The Organization of American States (OAS) will hold a meeting this Friday concerning “the inviolability of diplomatic missions of all members of [the] organisation.”

The meeting was called in response to Britain’s effective threat to storm the embassy of Ecuador in London last week in order to arrest Julian Assange, the Wikileaks founder who has been granted asylum there while facing an extradition order to Sweden. A characteristically belligerent United States and Canada shamefully voted against meeting on Friday. However, the two North American countries  -- along with Trinidad and Tobago -- were overwhelmingly defeated by the 23 OAS member states that voted in favor of the conference.State Department spokeswoman, Victoria Nuland, attempted to justify the U.S. decision to vote against holding the meeting in the video below, though not without struggling to answer a series of questions posed by a delightfully confrontational AP journalist named Matthew Lee. Lee's insistent probing reveals the shallow nature of the State Department’s defense, and his exchange with the State Department's spokeswoman is a reminder of the value of an assertive press.
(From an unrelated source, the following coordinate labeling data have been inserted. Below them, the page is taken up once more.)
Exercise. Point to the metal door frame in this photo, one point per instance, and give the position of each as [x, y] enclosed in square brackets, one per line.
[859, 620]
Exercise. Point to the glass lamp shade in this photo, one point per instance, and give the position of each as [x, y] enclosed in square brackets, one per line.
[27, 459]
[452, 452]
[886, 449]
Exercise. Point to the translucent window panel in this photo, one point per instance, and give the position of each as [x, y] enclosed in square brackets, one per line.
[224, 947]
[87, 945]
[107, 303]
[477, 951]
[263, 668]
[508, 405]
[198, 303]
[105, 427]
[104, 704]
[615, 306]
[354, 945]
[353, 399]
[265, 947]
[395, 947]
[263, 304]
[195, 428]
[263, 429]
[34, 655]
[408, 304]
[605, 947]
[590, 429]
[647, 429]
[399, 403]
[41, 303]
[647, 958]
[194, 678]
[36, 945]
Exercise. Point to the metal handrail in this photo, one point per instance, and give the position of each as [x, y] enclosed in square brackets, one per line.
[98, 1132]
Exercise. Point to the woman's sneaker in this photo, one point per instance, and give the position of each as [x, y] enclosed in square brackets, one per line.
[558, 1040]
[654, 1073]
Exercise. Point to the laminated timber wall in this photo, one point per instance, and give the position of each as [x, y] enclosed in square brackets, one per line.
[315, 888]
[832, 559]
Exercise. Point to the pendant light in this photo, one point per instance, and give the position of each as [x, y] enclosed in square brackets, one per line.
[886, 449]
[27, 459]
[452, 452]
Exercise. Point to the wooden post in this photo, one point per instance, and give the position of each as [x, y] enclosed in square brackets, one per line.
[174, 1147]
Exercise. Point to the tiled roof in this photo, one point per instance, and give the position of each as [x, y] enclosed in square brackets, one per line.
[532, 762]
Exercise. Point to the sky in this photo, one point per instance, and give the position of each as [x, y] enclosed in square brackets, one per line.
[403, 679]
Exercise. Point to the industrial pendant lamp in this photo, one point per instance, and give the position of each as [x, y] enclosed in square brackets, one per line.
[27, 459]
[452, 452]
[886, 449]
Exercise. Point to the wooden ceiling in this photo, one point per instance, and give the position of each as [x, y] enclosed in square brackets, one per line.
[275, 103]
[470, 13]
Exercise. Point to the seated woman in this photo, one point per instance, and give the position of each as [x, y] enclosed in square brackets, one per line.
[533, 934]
The highlight of the back and forth undoubtedly follows Nuland’s assertion that Ecuador “is trying to gin up trouble” in the OAS over the Assange case.
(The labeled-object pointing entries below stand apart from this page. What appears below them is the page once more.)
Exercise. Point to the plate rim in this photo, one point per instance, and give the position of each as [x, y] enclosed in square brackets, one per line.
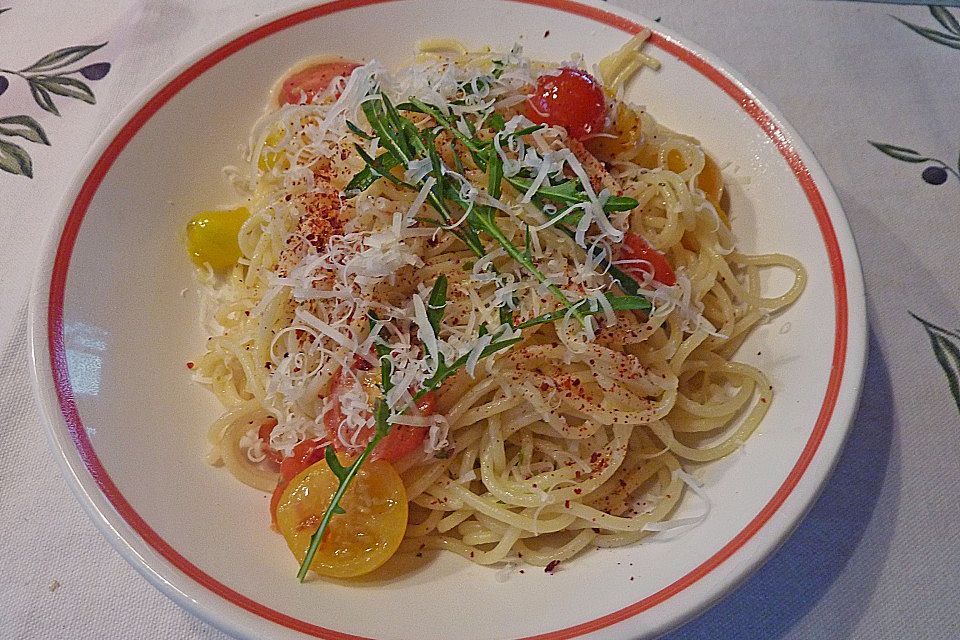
[243, 617]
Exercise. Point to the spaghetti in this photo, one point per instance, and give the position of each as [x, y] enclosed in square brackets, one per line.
[592, 294]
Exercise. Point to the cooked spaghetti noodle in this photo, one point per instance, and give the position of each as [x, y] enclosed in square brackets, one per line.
[575, 436]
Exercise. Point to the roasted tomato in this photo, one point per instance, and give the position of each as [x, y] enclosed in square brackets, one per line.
[356, 541]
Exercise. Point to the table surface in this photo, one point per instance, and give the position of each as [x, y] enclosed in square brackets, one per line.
[878, 556]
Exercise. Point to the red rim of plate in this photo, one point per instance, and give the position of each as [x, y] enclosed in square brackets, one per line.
[89, 188]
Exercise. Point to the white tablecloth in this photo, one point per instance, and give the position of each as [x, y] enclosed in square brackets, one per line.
[878, 557]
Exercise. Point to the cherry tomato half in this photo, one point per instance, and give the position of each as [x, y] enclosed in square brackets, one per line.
[264, 434]
[572, 99]
[636, 248]
[402, 439]
[356, 541]
[306, 453]
[313, 80]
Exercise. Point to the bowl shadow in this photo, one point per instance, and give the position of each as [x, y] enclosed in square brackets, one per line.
[833, 560]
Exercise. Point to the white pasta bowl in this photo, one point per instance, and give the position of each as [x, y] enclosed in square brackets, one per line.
[114, 322]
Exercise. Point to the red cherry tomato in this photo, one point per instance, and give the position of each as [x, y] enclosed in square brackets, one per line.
[402, 439]
[636, 248]
[313, 80]
[573, 99]
[304, 454]
[264, 434]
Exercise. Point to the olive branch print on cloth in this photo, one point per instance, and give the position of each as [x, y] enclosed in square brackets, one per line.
[49, 76]
[937, 171]
[946, 347]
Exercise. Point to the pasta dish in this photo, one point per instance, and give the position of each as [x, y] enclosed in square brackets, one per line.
[479, 303]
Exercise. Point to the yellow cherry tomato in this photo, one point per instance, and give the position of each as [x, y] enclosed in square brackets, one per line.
[357, 541]
[212, 237]
[709, 181]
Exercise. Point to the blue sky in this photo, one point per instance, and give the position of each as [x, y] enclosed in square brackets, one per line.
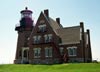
[71, 13]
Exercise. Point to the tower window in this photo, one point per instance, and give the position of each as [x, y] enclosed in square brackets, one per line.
[37, 52]
[61, 50]
[72, 51]
[42, 28]
[48, 52]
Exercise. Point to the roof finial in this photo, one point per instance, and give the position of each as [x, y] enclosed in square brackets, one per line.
[26, 8]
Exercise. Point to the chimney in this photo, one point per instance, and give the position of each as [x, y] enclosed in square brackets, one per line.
[58, 20]
[46, 12]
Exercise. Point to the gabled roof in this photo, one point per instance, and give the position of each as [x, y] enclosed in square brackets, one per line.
[69, 35]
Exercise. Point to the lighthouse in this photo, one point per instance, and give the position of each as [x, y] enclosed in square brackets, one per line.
[24, 30]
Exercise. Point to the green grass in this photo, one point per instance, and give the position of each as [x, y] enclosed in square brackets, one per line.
[81, 67]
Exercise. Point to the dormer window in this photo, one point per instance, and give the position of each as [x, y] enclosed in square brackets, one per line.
[42, 28]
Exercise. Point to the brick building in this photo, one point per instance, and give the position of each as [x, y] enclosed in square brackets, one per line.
[48, 42]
Lee replies, “Well, in fact, what was going on in the OAS wasn’t really trying to ‘gin up trouble.’ It really didn’t have anything to do with the particulars of the Assange case.”
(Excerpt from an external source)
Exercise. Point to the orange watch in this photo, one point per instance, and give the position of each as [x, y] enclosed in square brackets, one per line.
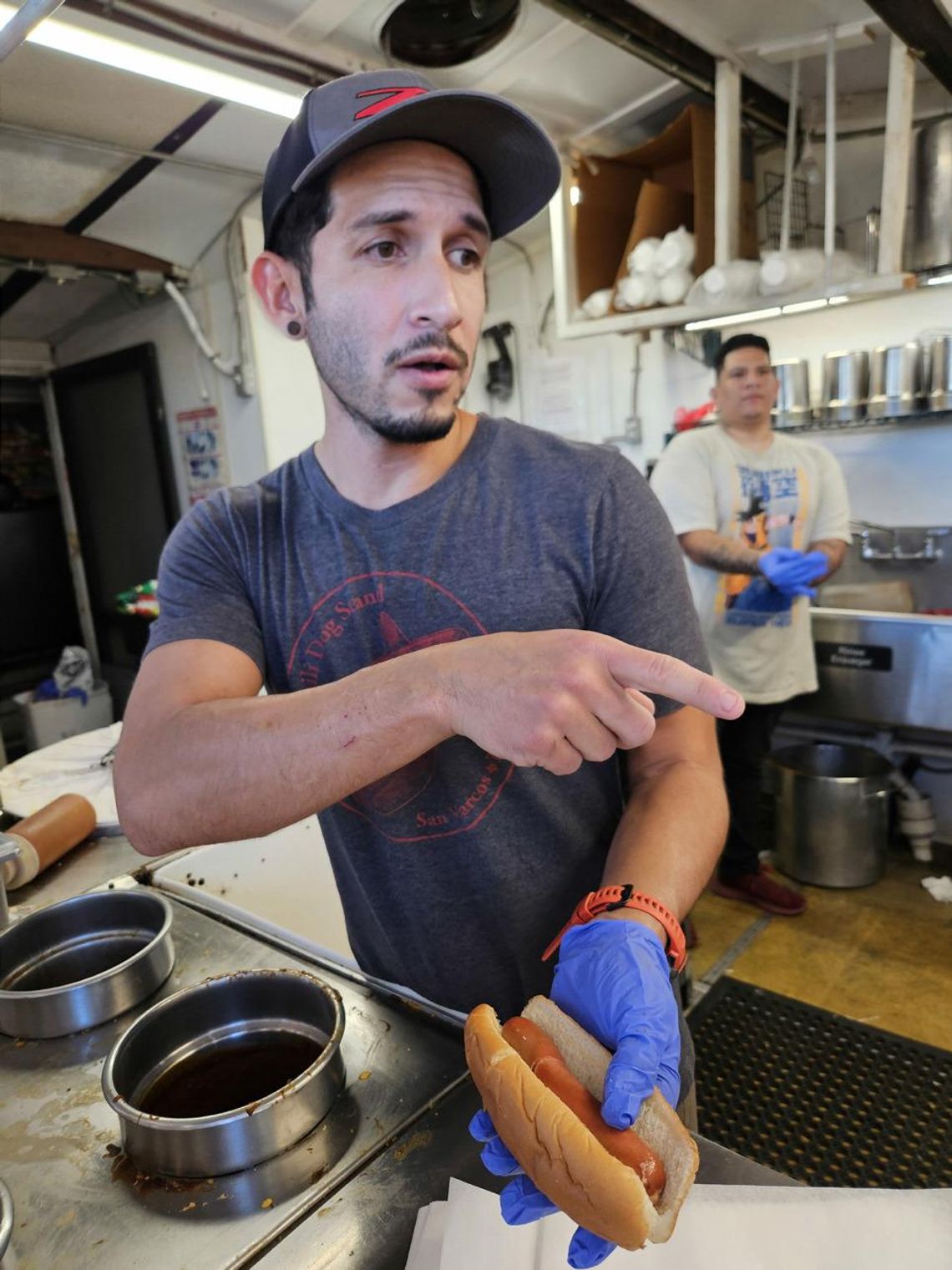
[610, 898]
“It had to do with … the apparent threat that was made about revoking … the diplomatic status … of the Ecuadorean Embassy in London … and entering it.”

“You don’t think that the OAS … that a multilateral diplomatic body is an appropriate place to bring up, um, a question that deals … intrinsically with … diplomatic status and diplomatic immunity?”

Soon after Nuland responds, claiming that the U.S. doesn’t “see any role for the OAS in this” matter, Lee retorts, “I mean, I remember that you guys were all in favor of the OAS sticking up for you during the Cuban Missile Crisis. Why is it not the appropriate forum to say no it’s wrong for a country to threaten to remove – to raid a diplomatic property?”